LANSING – A plan to slash use of coal-fired electric plants, encourage homeowners and small businesses to install energy-saving measures such as furnaces and new windows, weatherize 100,000 homes, change rate-setting standards to reward small-scale solar/wind energy production and a push to upgrade the electric grid were outlined by Governor Jennifer Granholm in her State of the State address on Tuesday.
As part of the “45 by 20” plan to reduce the state’s reliance on imported fossil fuel by 45 percent by the year 2020, the governor said in her address to the Legislature that the Public Service Commission and Department of Environmental Quality will take a harder look at proposals for new coal-fired plants, with officials saying it will mean permit delays, but not a moratorium, and some plants not expected to be built. The state now gets about 75 percent of its power from imported coal- and natural gas-fired plants.
The proposals expand the focus by the governor on energy and alternative energy as a way to reshape and diversify Michigan’s struggling economy, and administration officials said they dovetail with plans being developed by President Barack Obama.
Jennifer Alverado, executive director of the Great Lakes Renewable Energy Association, lauded Granholm’s call for more clean technology in Michigan future. (See related story MITechNews.Com
Granholm only touched on the expected federal stimulus plan in her speech, titled Priorities for Michigan’s Economic Future: Jobs, Education and Protecting Families, because it is still under debate, but pledged it would not be used to expand government.
Granholm is also asking auto insurers to freeze rates for a year while new proposals on affordable insurance are studied.

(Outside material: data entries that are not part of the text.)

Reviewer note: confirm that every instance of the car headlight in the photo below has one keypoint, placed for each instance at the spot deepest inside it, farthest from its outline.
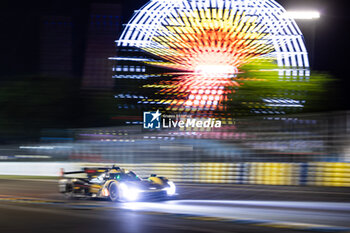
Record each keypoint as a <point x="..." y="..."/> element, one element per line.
<point x="129" y="193"/>
<point x="171" y="190"/>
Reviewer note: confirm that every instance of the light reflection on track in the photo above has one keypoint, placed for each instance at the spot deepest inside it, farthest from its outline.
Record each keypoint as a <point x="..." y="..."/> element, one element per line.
<point x="284" y="211"/>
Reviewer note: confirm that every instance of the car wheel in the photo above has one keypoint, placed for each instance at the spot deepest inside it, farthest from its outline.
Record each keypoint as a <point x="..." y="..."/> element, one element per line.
<point x="113" y="192"/>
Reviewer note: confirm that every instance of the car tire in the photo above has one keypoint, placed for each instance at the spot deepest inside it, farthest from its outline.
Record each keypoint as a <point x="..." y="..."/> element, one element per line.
<point x="113" y="191"/>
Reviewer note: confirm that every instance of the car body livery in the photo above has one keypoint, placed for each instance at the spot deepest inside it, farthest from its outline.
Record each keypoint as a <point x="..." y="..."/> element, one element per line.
<point x="115" y="184"/>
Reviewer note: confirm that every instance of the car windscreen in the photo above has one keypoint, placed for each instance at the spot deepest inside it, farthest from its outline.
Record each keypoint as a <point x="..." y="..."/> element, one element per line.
<point x="125" y="176"/>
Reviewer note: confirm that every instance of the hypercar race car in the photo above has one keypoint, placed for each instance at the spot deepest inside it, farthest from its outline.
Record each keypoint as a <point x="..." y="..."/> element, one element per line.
<point x="115" y="184"/>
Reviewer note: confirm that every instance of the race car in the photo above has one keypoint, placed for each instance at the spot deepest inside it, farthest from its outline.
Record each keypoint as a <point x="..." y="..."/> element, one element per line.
<point x="115" y="184"/>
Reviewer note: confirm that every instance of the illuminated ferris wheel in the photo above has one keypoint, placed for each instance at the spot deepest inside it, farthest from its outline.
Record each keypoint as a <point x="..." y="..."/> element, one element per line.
<point x="197" y="35"/>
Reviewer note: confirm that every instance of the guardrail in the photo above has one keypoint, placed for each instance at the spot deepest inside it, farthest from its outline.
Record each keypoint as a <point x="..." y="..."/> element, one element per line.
<point x="313" y="174"/>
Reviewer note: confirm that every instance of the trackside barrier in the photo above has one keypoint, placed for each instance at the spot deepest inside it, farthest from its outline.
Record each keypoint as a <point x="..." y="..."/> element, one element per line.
<point x="313" y="174"/>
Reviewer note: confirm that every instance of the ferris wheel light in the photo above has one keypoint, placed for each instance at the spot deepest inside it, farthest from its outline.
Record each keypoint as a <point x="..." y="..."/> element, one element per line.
<point x="303" y="14"/>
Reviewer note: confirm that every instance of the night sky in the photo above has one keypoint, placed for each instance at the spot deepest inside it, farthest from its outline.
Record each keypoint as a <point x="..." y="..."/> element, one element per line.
<point x="20" y="33"/>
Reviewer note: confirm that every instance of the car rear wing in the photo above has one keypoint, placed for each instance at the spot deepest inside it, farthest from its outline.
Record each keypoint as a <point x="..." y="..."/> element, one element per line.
<point x="90" y="172"/>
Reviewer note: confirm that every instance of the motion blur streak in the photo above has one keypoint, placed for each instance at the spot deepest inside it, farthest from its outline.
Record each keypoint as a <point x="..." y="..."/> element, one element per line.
<point x="300" y="212"/>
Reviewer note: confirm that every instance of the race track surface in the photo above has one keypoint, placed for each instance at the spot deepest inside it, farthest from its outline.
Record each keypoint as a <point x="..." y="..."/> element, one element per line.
<point x="36" y="206"/>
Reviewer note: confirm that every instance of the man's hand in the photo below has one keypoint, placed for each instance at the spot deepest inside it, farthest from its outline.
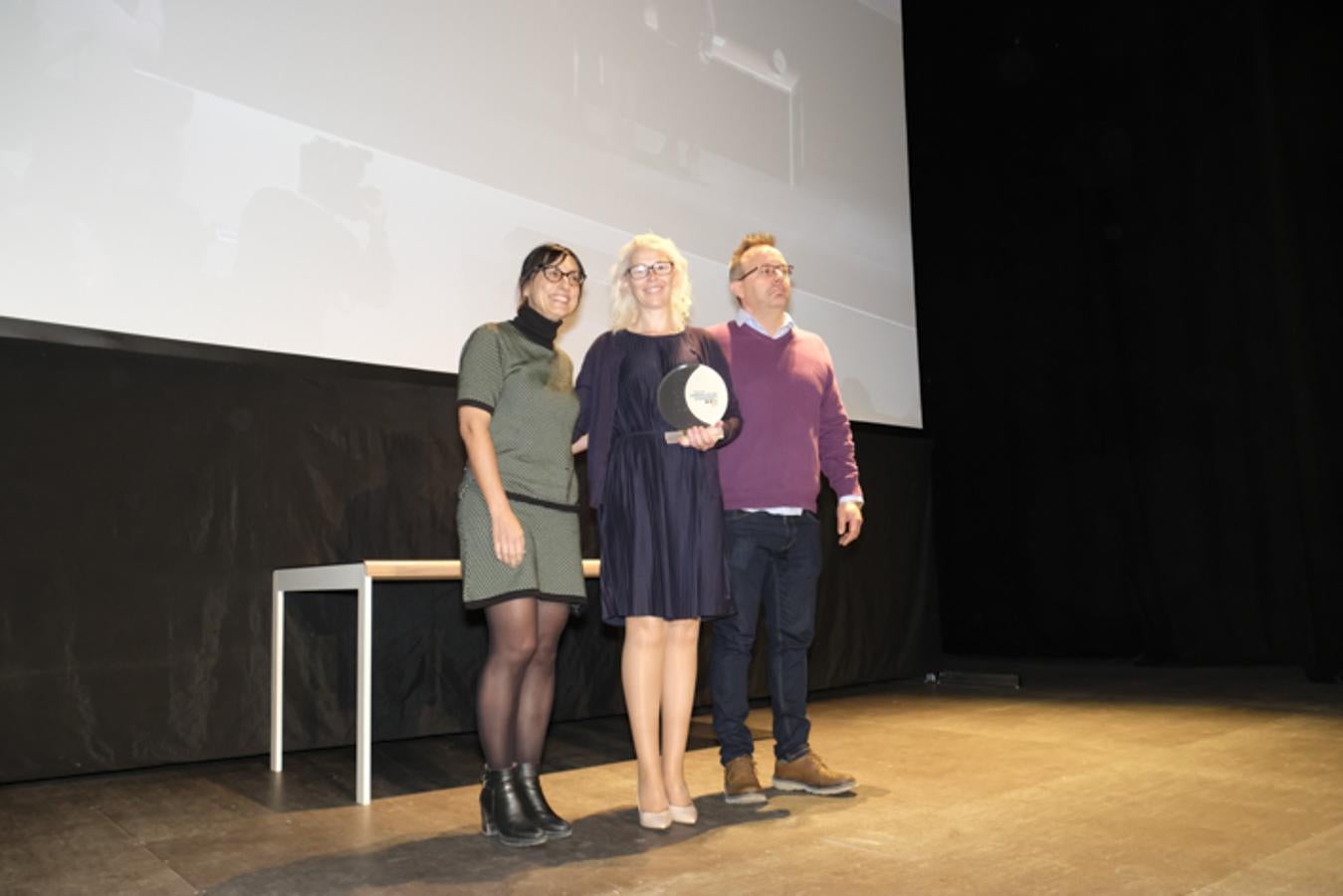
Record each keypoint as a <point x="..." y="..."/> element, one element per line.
<point x="849" y="519"/>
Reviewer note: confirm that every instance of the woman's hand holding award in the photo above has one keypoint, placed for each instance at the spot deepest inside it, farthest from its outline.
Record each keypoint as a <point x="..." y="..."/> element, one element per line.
<point x="692" y="395"/>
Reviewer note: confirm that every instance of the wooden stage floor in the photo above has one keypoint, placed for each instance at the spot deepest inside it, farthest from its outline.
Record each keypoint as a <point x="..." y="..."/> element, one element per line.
<point x="1093" y="778"/>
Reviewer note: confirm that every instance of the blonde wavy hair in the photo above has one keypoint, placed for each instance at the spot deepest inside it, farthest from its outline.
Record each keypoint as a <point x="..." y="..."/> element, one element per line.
<point x="624" y="308"/>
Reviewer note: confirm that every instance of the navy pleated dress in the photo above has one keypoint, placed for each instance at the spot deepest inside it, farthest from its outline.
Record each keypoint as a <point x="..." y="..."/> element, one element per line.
<point x="661" y="515"/>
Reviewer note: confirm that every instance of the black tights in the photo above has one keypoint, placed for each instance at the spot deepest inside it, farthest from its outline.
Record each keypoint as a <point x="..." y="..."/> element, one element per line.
<point x="518" y="684"/>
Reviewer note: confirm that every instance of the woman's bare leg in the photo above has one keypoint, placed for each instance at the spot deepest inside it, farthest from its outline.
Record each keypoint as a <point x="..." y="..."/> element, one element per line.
<point x="678" y="669"/>
<point x="641" y="673"/>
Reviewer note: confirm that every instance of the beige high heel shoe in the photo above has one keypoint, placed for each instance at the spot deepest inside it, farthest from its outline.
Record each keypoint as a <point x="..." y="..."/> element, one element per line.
<point x="684" y="814"/>
<point x="653" y="819"/>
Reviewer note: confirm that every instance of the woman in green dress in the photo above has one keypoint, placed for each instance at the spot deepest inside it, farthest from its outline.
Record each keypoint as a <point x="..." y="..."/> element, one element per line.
<point x="519" y="528"/>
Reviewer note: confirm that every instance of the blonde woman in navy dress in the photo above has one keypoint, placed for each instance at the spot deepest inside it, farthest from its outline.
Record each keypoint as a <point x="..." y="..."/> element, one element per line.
<point x="519" y="530"/>
<point x="660" y="511"/>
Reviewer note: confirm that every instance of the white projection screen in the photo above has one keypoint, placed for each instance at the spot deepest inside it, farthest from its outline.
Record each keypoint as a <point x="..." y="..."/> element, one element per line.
<point x="360" y="179"/>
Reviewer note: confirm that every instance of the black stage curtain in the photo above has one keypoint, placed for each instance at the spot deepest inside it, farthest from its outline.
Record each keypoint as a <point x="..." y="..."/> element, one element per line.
<point x="1126" y="243"/>
<point x="149" y="495"/>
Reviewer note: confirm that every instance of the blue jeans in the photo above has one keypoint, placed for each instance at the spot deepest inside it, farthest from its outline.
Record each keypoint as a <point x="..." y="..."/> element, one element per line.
<point x="774" y="563"/>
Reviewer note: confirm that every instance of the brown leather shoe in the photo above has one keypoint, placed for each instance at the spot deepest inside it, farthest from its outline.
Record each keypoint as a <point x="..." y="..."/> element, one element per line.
<point x="810" y="774"/>
<point x="740" y="784"/>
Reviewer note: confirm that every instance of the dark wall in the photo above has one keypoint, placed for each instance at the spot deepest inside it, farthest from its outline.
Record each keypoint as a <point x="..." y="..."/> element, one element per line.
<point x="146" y="497"/>
<point x="1126" y="238"/>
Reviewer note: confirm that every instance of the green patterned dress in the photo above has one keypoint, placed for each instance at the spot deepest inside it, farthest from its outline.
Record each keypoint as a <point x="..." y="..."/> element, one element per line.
<point x="528" y="389"/>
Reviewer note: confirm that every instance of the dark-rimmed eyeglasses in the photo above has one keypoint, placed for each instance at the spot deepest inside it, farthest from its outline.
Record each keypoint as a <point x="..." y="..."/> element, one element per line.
<point x="554" y="274"/>
<point x="770" y="270"/>
<point x="641" y="272"/>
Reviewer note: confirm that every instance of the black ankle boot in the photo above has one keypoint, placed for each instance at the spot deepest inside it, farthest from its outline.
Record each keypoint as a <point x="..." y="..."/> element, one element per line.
<point x="530" y="786"/>
<point x="503" y="811"/>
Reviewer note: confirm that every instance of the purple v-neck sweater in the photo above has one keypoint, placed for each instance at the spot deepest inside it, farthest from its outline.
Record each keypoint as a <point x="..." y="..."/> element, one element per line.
<point x="793" y="423"/>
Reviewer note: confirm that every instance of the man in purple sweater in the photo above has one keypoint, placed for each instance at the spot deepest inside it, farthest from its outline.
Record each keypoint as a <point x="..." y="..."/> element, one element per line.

As in virtually all of Granholm’s seven State of the State addresses, the economy weighed heavily on what the state can continue to offer, and Ms. Granholm laid the groundwork for “painful” budget cuts that will be submitted next week. That includes cuts in corrections with the closure of three more prisons.
.
“Any honest assessment of our state’s economy has to recognize that things are likely to get worse before they get better. But if there is one thing I want you, the citizens of Michigan, to know this evening, it is this: Things will get better,” Granholm said. In part, that is because of programs being unfolded by Obama that match Michigan’s economic plans, she added.
And while Michigan long-standing economic troubles mean it is not in as bad of a shape as many states, Granholm said, “The days when our government could be all things to all people are behind us.”
Already made public were her plans this year to slim down government by cutting the number of departments beginning with the Department of History, Arts and Libraries and having Lt. Governor John Cherry lead a study to identify more efficiencies, hand off wetland permitting to the federal government, cut elected officials’ pay by 10 percent and ask colleges and universities to freeze tuition for a year.
She did have good news to share as well, however, confirming plans by three companies to build film $156 million in production facilities in Michigan as a result of generous tax breaks approved by the Legislature last year. They would be in Pontiac, Detroit and Plymouth and create some 4,000 jobs.